The SGDs, adopted in September last year by the United Nations, set the global development agenda till 2030 and outlines specific targets and actions to end all forms of poverty, fight inequality and tackle climate change, while the Paris Agreement is the first universal treaty signed by almost 200 nations to combat climate change.

You’ve got to think about the impact that one wrong environmental decision can have on your brand and standing in society.

Mikkel Larsen, managing director of Tax and Accounting Policy, DBS Bank

In Southeast Asia, regional events such as the annual haze crisis resulting from rampant deforestation in Indonesia have also led to an increased focus on responsible finance, with pressure mounting on banks and investors to adopt ESG screening.

report released last year by non-profit group WWF (World Wide Fund for Nature), for instance, scored various finance institutions in the region on their ESG performance, and highlighted the need for banks and investors in Southeast Asia to play catch up with international peers.

The Association of Banks in Singapore also released a set of broad guidelines last October for banks in Singapore to incorporate sustainability standards on issues such as deforestation, human rights, and corporate ethics into their lending and business practices.

Banks are expected to integrate ESG criteria into their risk assessment and lending processes and publish them in their annual reports and websites by 2017.

Consumers drive sustainability demand

The growing focus on responsible finance has compelled senior management in companies to look at sustainability more seriously. And while achieving management buy-in for integrated ESG practices still has a way to go, An said the Singapore Exchange’s implementation of mandatory sustainability reporting for public companies is a step in the right direction.

Starting financial year 2017, more than 800 listed companies in Singapore will be required to publish sustainability reports on a ‘comply or explain’ basis.

The reports will have to cover five specific components, of which management buy-in, the identification of material ESG factors, and targets for the forthcoming year have to be included.

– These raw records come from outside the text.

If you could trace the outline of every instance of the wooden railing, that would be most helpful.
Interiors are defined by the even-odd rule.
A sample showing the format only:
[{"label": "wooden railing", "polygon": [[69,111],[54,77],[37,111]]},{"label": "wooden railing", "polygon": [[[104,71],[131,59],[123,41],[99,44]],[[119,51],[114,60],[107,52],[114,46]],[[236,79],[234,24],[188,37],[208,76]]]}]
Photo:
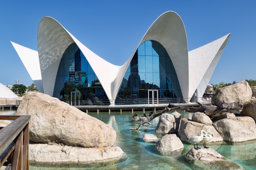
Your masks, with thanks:
[{"label": "wooden railing", "polygon": [[4,165],[6,170],[29,169],[30,116],[1,115],[0,120],[14,121],[0,127],[0,168]]}]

Regulatory guidelines aside, consumers are also a key driver in paving the way for greater adoption of sustainability practices, said the panelists.

“At the beginning, you couldn’t put a price tag on sustainability KPIs,” said An. “Even today, having green features is not the main deciding factor in driving consumer choices, but we are starting to see it move up in priority.”

Olam International, a leading agri-business operating in 65 countries, puts consumer expectations at the centre of its commitment to responsible business, said its senior vice president, Vasanth Subramanian.

Aiming to achieve fully sustainable supply chains by 2020, the business has precise targets and clear expectations of suppliers and the methods of which materials are ethically sourced.

“It’s a lot about what the consumers want and expect,” said Subramanian.

“Consumers are the biggest driver. If they are demanding it, companies will provide the supply. And we are starting to see this more and more,” An added.

Larsen highlighted the ever importance of sustainability, particularly in a climate where nations and corporations can no longer afford to ignore the devastating effects that climate change and unethical practices have on the environment.

“You’ve got to think about the impact that one wrong environmental decision can have on your brand and standing in society,” he said.